Os deputados aprovaram a proposta de lei de condicionamento da entrada, trabalho e jogo nos casinos. Embora a discussão se tenha centrado muito em expressões que são usadas no texto da proposta de lei, os deputados mostraram algumas dúvidas quanto à execução da lei que aumenta para 21 anos a idade mínima para se trabalhar, entrar e jogar nos casinos.

 

Paul Chan Wai Chi e Lee Chong Cheng quiseram saber porque é que Macau não tem ainda um sistema de controlo à porta dos casinos para verificar a identidade das pessoas.
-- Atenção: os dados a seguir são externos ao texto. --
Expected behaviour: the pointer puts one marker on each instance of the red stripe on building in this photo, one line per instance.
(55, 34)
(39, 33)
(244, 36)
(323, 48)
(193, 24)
O secretário para a Economia e Finanças, Francis Tam, reconheceu que “nesta fase” não existe “um mecanismo para registar o Bilhete de Identidade das pessoas” mas “não afasta essa hipótese”.

 

Francis Tam prometeu, no entanto, que vão ser tomadas medidas para que a lei seja implementada de forma rigorosa.

 

O deputado Ho Ion sang, um dos que mais interveio durante a sessão, questionou ainda o Governo sobre o facto de ser o director dos serviços de Inspecção e Coordenação de Jogos (DICJ) a autorizar um menor de 21 anos a trabalhar no casino, caso a colaboração dele se revele necessária, devido à sua “especial preparação técnica”. “Não havendo definição para esses dois aspectos como é que o o director da DICJ pode avaliar e tomar uma decisão não abusando dos seus poderes”, perguntou o deputado.

 

A resposta veio da assessoria do secretário Francis Tam: “damos essa margem de manobra à DICJ mas esse acto tem de obedecer a uma série de trâmites processuais”.

 

A proposta de lei regula também o destino a dar aos prémios ganhos por alguém que está proibido de entrar no casino: nestes casos, o dinheiro reverte a favor da Administração da RAEM. Francis Tam disse que esse dinheiro vai ser gerido como “uma receita pública do Governo”.

 

A lei de condicionamento da entrada, trabalho e jogo nos casinos entra em vigor a 1 de Novembro deste ano.

 

De recordar que a proposta de lei foi aprovada na generalidade em Junho do ano passado mas só agora, um ano depois, voltou ao plenário para ser votada artigo a artigo. Uma demora que Kwan Tsui Hang, a presidente da comissão que analisou a proposta de lei, justificou com o facto de se estar “perante matérias que alteram políticas de fundo que conduzem a um eventual  reajustamento do sistema, tanto mais que as matérias foram alvo de caloroso debate neste hemiciclo e na sociedade”.